My favorite herbs are dill, oregano, lavender, chives, basil, and fresh lemony thyme. Any herbs that float your boat will do. Here is also a great place to use the herbs and spices that heal whatever ailment may be triggering you in the moment. Seasonal allergies? Back pain? Muscle soreness, viruses/coldsu? Consume world of natural healing by the forkful! We we say preventative medicine!


Chic-fila spiff: marinate raw chicken in left-over pickle juice. Add to a baking sheet or skillet garlic, paprika, onion powder, 1 tablespoon stevia, salt, and pepper. I like to chop this up into little cubes to make little nuggets. When cooking the chicken in the skillet, you can de-glaze the pan with a little extra pickle juice. Add Sea salt and extra garlic at the end.

Ideas for Sides: air fried French fries & roasted or steamed veggies!

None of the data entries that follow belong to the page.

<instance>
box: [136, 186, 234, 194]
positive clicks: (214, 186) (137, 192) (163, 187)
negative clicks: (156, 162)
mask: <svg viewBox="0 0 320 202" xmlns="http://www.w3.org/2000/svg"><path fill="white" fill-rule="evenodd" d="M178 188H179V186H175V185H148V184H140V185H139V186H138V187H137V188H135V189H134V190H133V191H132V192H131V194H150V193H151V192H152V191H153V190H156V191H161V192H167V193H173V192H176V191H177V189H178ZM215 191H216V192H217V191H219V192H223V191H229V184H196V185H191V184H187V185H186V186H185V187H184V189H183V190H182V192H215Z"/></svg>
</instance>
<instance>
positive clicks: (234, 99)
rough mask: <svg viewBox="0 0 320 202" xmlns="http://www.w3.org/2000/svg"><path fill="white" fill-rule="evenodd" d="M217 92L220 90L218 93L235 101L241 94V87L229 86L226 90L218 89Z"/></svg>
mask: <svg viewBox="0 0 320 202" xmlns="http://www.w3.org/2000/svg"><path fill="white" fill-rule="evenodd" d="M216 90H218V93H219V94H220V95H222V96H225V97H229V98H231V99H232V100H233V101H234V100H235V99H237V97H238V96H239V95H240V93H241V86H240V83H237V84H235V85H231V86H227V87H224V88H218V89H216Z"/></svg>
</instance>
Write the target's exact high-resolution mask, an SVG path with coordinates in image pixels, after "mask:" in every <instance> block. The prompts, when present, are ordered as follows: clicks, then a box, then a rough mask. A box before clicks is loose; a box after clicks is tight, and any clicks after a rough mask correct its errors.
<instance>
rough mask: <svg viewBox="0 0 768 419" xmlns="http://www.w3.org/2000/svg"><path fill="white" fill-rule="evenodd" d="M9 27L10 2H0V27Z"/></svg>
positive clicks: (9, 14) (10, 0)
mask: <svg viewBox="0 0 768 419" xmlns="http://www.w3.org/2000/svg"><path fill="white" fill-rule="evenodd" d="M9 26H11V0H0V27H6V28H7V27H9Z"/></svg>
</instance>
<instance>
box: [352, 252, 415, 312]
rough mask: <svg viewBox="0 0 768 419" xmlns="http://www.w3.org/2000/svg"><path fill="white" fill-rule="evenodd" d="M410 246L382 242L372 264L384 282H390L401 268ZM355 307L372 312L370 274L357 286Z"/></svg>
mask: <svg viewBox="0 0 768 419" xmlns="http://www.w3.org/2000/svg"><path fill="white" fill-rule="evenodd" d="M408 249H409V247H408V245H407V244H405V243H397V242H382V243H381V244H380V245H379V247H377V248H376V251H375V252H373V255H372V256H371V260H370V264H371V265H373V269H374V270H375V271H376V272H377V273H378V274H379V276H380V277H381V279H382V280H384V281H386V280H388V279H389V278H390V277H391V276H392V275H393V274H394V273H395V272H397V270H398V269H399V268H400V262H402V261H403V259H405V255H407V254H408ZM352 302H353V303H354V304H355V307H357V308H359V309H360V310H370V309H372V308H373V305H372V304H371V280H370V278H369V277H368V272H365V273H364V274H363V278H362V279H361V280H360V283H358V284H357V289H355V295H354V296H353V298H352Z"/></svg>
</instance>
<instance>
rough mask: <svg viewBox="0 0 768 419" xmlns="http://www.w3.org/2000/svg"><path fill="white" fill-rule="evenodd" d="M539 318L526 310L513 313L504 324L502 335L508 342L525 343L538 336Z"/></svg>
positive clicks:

Mexican-style chicken: add lime juice to add flavor and add spices and herbs. Use garlic, onion powder, chili powder, cumin, crushed red pepper, oregano, and cilantro.

Ideas for sides: rice, whole wheat or low carb tortillas, chips, salsa, shredded lettuce, shredded lettuce, fresh lime, avocado, black beans. Make it a taco charcuterie party for an easy weeknight meal. Let everyone pick what they want to add.


If I continue to add herbs and lemon, I do so after I weigh my food. But you can add it before hand if you wish. Just be sure to note that salt is heavy. So, if you are one who weighs your meals, you need to account for the weight of the mustard, salts, and spices or herbs you have added to your protein.


Of course, there are endless ways to fix your dinner plate to bring joy to your family and yourself, but this is a basic way to keep boredom at bay. Herbs and spices are your best friend! Once you've cooked your protein, the options continue to abound. Salads, tacos, toast and rice cake toppers, quesadillas, soups, casseroles—the list goes on and on. Chicken is life. Have fun! Season it up, be adventurous, and I highly challenge you to experiment with fresh herbs vs. dried herbs and make your own blends of your favorite combos. If you choose a blend that's premade from the grocery store, be sure to read the ingredient list and choose blends that do not contain sugars or caking ingredients.

Now, get outta here and get to work!